Coverage you may be required to purchase:

Auto Insurance

No-fault automobile insurance is required by law in Michigan. Every car owner must buy certain basic coverages in order to register a motor vehicle in Michigan. It is against the law to drive, or let your car be driven, without no-fault insurance. The mandatory no-fault policy has three parts: Personal Injury Protection (PIP), Property Protection Insurance (PPI), and Residual Liability Insurance.

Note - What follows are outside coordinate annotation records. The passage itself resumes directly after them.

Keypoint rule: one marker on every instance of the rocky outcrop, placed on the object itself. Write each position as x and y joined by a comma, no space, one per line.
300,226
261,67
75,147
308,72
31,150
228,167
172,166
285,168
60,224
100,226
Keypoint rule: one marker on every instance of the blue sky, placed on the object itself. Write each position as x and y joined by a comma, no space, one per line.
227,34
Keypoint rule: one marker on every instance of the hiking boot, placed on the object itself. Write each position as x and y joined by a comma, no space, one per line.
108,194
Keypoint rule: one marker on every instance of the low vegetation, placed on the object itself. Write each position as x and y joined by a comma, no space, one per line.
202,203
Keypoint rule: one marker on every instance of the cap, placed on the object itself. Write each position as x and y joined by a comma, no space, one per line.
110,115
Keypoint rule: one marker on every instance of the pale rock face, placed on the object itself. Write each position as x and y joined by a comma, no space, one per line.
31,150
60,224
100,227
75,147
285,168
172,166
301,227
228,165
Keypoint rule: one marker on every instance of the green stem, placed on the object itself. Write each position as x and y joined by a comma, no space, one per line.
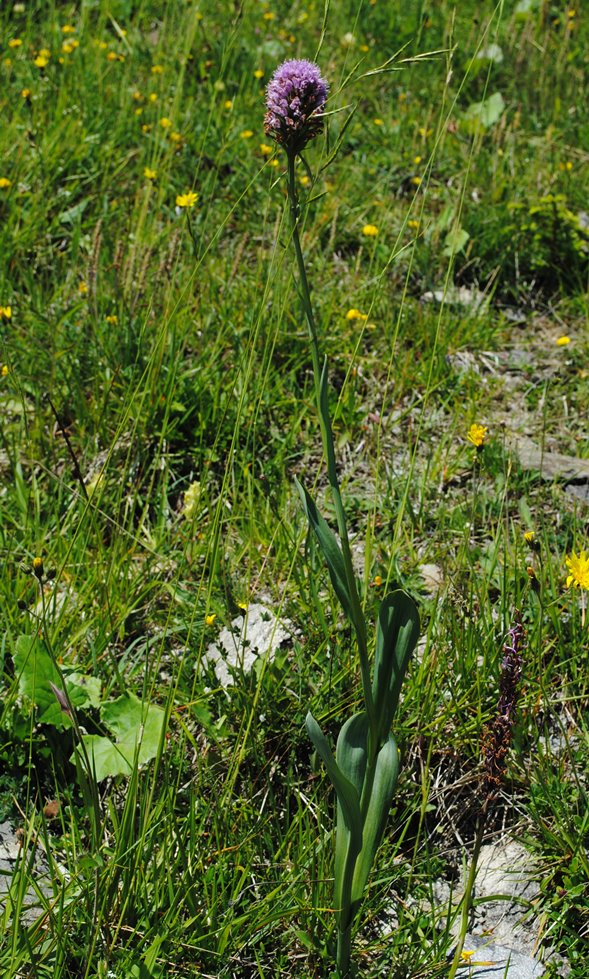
468,891
320,376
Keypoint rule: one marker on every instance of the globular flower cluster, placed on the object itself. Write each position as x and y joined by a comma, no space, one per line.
295,99
497,737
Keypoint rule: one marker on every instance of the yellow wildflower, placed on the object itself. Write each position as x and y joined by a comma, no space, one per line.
477,434
578,565
188,199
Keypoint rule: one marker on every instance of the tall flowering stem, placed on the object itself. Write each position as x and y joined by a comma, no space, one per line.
366,764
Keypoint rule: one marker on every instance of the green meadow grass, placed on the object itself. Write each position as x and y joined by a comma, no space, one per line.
147,347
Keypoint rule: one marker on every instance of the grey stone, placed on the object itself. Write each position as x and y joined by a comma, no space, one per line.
256,634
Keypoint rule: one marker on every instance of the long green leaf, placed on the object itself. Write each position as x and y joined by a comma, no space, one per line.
396,636
348,837
330,549
381,797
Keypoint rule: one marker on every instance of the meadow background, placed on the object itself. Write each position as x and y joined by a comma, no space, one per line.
157,402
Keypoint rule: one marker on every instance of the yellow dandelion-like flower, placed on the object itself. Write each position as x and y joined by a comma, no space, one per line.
578,565
188,199
477,434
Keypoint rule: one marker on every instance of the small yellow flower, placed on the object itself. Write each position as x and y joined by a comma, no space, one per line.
578,565
188,199
477,434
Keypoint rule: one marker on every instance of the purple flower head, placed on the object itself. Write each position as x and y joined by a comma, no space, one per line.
295,98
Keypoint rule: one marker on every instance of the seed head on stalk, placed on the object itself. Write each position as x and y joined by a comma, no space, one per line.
295,99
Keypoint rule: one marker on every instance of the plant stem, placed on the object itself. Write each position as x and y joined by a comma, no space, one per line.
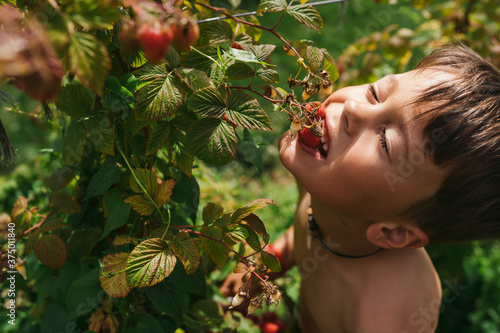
271,30
142,187
275,101
242,258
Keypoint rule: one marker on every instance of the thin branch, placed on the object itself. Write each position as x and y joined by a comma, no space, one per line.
257,26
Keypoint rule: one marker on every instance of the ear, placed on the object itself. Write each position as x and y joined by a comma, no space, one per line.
392,235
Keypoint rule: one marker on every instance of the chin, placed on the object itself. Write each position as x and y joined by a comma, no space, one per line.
287,149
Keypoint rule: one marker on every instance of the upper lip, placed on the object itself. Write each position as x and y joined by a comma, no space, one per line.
326,134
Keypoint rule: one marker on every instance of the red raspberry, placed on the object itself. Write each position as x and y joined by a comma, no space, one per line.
236,46
320,113
308,138
155,41
269,327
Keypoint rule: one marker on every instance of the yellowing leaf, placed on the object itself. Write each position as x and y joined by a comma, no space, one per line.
307,15
64,202
115,286
271,261
20,206
96,320
51,250
140,205
215,249
164,192
249,208
149,263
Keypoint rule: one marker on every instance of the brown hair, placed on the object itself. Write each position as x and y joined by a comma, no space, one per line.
466,113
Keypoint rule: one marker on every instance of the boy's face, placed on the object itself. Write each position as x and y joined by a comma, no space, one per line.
375,165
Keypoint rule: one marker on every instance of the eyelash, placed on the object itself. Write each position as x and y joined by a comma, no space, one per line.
371,87
383,140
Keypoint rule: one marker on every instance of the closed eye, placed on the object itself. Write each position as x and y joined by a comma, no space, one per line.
383,140
371,87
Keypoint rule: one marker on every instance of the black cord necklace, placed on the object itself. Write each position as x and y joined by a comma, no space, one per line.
316,233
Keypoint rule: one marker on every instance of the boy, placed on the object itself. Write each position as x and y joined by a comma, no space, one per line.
411,159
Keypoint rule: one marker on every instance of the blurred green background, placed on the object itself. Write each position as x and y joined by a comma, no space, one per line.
369,39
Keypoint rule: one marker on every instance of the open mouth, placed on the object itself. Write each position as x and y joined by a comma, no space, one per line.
322,149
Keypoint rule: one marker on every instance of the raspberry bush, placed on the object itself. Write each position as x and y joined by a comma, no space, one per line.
139,92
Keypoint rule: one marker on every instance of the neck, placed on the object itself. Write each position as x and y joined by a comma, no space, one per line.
343,235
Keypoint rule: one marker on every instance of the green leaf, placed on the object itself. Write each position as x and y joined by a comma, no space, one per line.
129,81
250,150
158,192
254,223
172,58
307,15
217,251
158,137
51,224
252,239
271,262
115,286
193,78
74,100
118,212
159,99
249,208
92,14
149,263
73,143
331,68
239,71
135,59
89,59
199,61
245,111
209,311
184,249
272,6
101,134
116,97
242,55
215,33
213,141
147,179
178,152
60,178
211,212
108,174
314,57
140,205
51,250
207,102
166,299
262,52
268,75
234,234
164,192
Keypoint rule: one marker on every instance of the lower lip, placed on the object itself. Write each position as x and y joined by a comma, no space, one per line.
309,150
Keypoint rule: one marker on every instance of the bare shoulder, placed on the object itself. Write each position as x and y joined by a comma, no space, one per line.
404,295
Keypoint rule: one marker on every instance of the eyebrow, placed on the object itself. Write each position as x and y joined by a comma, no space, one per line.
393,81
406,139
403,127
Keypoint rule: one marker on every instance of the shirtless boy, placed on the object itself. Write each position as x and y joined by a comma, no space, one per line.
410,160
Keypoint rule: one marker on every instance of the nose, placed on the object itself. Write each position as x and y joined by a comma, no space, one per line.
356,115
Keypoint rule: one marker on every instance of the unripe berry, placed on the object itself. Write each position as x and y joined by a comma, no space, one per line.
186,32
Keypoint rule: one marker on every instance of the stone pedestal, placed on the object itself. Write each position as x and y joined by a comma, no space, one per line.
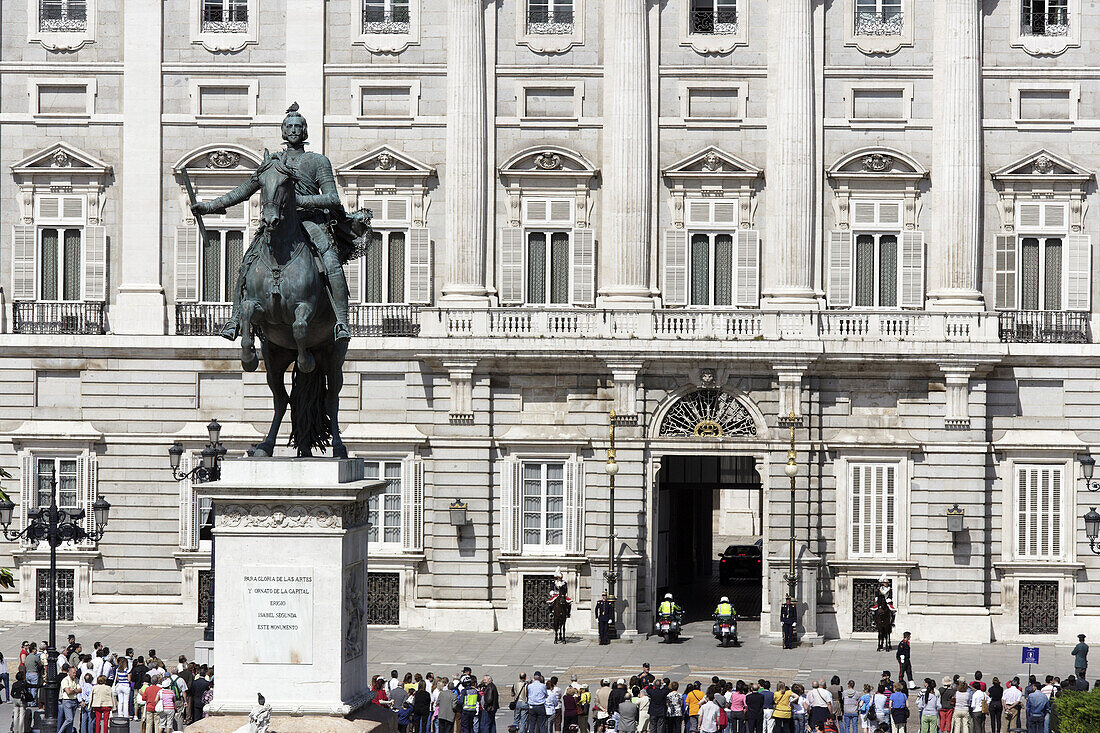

The PIP portion of your policy pays for necessary care if you are hurt in an auto accident. PIP represents a significant portion of the premium you pay for your policy. Your premium may be reduced if you designate your health or disability coverage to pay first for any auto accident injuries. This is referred to as "coordination." However, you may not coordinate PIP coverage with Medicaid, Medicare or a Medicare supplement insurance policy. If you are age 65 or older, the law requires a company to offer you a reduced premium if you drive your vehicle less than 3,000 miles per year. A retired person age 60 or over, who does not have income from work, must also be offered the option to waive coverage for PIP work loss benefits. Doing so will reduce your premium but will not eliminate the coverage altogether. This is because your auto insurance policy covers others who may be injured in an accident involving your auto.

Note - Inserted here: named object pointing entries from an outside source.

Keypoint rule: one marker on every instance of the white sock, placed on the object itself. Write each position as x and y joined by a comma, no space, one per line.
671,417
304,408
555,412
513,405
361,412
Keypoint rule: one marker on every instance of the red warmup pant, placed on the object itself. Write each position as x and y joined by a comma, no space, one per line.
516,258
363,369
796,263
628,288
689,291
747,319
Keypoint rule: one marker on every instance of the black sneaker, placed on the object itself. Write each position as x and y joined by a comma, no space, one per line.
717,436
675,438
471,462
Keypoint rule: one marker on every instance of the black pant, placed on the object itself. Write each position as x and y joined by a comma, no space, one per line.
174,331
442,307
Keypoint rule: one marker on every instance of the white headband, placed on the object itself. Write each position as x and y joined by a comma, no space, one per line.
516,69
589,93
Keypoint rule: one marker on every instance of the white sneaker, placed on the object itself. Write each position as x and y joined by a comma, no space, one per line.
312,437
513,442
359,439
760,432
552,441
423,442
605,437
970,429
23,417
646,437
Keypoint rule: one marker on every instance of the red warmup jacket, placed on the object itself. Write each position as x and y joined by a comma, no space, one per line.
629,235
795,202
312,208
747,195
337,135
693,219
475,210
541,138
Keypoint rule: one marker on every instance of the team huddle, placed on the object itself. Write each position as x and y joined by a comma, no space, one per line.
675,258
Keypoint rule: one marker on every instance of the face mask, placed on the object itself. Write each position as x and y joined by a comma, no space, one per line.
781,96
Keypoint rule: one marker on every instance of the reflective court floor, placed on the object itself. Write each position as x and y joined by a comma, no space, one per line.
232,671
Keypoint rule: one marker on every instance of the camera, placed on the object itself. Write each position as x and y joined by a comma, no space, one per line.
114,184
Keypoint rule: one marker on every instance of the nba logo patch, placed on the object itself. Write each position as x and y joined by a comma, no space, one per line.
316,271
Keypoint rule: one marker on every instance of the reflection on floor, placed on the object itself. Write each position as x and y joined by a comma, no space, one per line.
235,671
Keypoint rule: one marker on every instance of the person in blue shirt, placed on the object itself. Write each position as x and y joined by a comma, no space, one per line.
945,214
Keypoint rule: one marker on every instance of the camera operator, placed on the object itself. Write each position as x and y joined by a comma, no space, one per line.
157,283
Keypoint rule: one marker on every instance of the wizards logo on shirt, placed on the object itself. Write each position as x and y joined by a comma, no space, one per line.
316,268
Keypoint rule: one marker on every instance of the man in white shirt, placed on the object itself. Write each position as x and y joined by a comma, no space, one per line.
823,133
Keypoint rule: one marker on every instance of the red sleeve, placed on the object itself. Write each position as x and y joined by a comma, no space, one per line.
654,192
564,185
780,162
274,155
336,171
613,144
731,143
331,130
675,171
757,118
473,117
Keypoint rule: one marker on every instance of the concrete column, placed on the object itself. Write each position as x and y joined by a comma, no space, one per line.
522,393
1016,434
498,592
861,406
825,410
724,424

PPI will pay up to $1 million for damage your vehicle does in Michigan to other people's property, such as buildings and fences. This coverage will also pay for damage your car does to other people's properly parked vehicles.

The no-fault law protects insured persons from being sued as the result of an automobile accident, except for certain special situations. The Residual Liability Insurance - Bodily Injury and Property Damage (BI/PD) portion of your policy will pay up to your coverage limits if you are found legally responsible for damages as the result of an auto accident in these situations:

  • You cause an accident in Michigan in which someone is killed or seriously injured.
  • You are involved in an accident in Michigan with a non-resident who is an occupant of a motor vehicle not registered in Michigan.
  • You are involved in an accident in a state other than Michigan.

The minimum limits of BI/PD coverage that everyone must purchase are:

  • $20,000 per person who is hurt or killed in an accident
  • $40,000 for each accident if several people are hurt or killed
  • $10,000 for damage your vehicle does to property in another state

These minimum limits are often referred to as 20/40/10. Courts sometimes award more than these amounts. If this happens, you would be responsible for paying the amount not covered by your policy. To protect themselves, many people purchase higher limits of liability coverage.

Some optional auto insurance coverages you may wish to consider are: Collision Insurance, Comprehensive Insurance, Uninsured and Underinsured Motorists, Limited Property Damage (or "Mini-Tort") Coverage, Auto Rental, Road Service, and additional higher liability limits. Should you wish to place the vehicle in storage, you may be able to purchase a comprehensive only policy ("storage policy"). However, not all companies will offer this coverage.

Because insurance companies do not all use the same characteristics to group individuals for rating purposes, the cost of insurance can vary considerably between companies. You should shop around and compare policies among different insurance companies in order to make sure you are receiving the best rate and product for your individual needs. DIFS has created a guide, Your Guide to Automobile Insurance, to help consumers better understand automobile insurance. This publication can be found at or requested by contacting DIFS toll-free at 877-999-6442.

Motorcycle Insurance

Motorcyclists are only required to purchase liability coverage, which protects motorcyclists against liability for property damage, bodily injury or death suffered by another person arising out of the use of a motorcycle.

If a motorcyclist is involved in an accident with an insured motor vehicle in Michigan, the insurance company of the motor vehicle will pay medical benefits for the injuries of the motorcyclist, regardless of who was at fault in the accident. Each insurer who writes motorcycle coverage must offer medical benefits coverage. This medical benefits coverage provides benefits to a motorcyclist if they are injured in a motorcycle accident when no other insurance coverage is available. Medical benefits coverage is not mandatory, and a motorcyclist has the option of choosing whether to purchase this type of coverage.

Home Insurance (including Renters Insurance)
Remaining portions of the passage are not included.